That took care of it. Thanks! However, I've run into another small
obstacle, and I'm wondering if you wouldn't mind looking this over? :-)
I decided to add another variable to the procedure, and have modified
the quoted text above to reflect my change. The change is the addition
of a variable called "pdx", which is set to equal the content of the dx
register in the basm body (dx = total clusters on disk).
When I try to get the total disk size in bytes with "(pcx*pal)*pdx",
the result is an arithmatic overflow. Turbo Pascal is apparently taking
the largest variable type present (word) and limiting the result of the
calculation to a 16 bit number, even though the result will be large
enough to constitute a longint. Thus, an overflow occurs. In order to
make this calculation work I've had to throw a longint() around around
one of the variables in order for the proper answer to be generated.

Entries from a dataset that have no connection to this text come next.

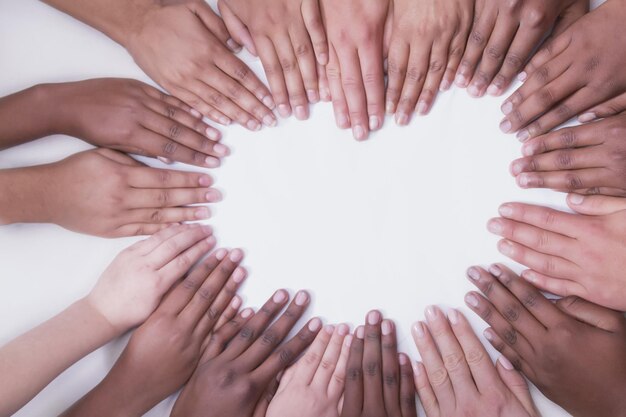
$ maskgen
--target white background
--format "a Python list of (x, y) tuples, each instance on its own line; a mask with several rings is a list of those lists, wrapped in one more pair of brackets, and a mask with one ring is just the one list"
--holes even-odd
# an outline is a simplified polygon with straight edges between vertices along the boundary
[[(242, 59), (261, 73), (257, 60)], [(35, 0), (0, 0), (1, 96), (37, 83), (111, 76), (149, 81), (99, 32)], [(380, 308), (396, 321), (400, 347), (413, 358), (410, 326), (429, 304), (460, 308), (482, 333), (485, 325), (463, 304), (473, 288), (465, 270), (506, 262), (487, 220), (505, 201), (565, 207), (563, 195), (515, 185), (508, 165), (520, 146), (498, 129), (501, 101), (453, 89), (428, 117), (404, 128), (388, 118), (365, 143), (335, 127), (330, 104), (316, 105), (306, 122), (290, 119), (256, 133), (224, 129), (233, 153), (212, 172), (225, 199), (212, 207), (208, 223), (219, 245), (247, 254), (246, 304), (258, 307), (284, 287), (309, 289), (314, 301), (307, 317), (326, 322), (354, 325)], [(88, 148), (73, 138), (46, 138), (0, 152), (0, 168)], [(0, 227), (0, 344), (85, 295), (135, 240), (53, 225)], [(17, 415), (62, 412), (106, 374), (125, 343), (114, 341), (80, 361)], [(544, 416), (567, 415), (533, 393)], [(166, 400), (148, 415), (166, 416), (171, 405)]]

I don't understand why this is. I realize that pal is a BYTE variable
while pcx is a WORD variable, and that the numer I'm calculating will
qualify as a LONGINT. However, since I'm not setting the result TO a
byte or word variable, why would I get an arithmatic overflow? I can
do pretty much the same thing as follows, but THIS works fine:
var b1,b2:byte;
begin
b1:=255;
b2:=255;
write(b1+b2); { prints "510" }
end.
If the answer calculated here (510) is beyond the realm of an 8 bit byte
variable, why is it that when calculating an answer via (pcx*pal)*pdx--
which is also beyond the realm of the largest variable (a word)--I get
an arithmatic overflow?
I hope I'm being clear enough on this. <g> Thanks in advance.
Brian
SPAMBLOCK: remove ``SHOOSPAM'' from address if replying via e-mail.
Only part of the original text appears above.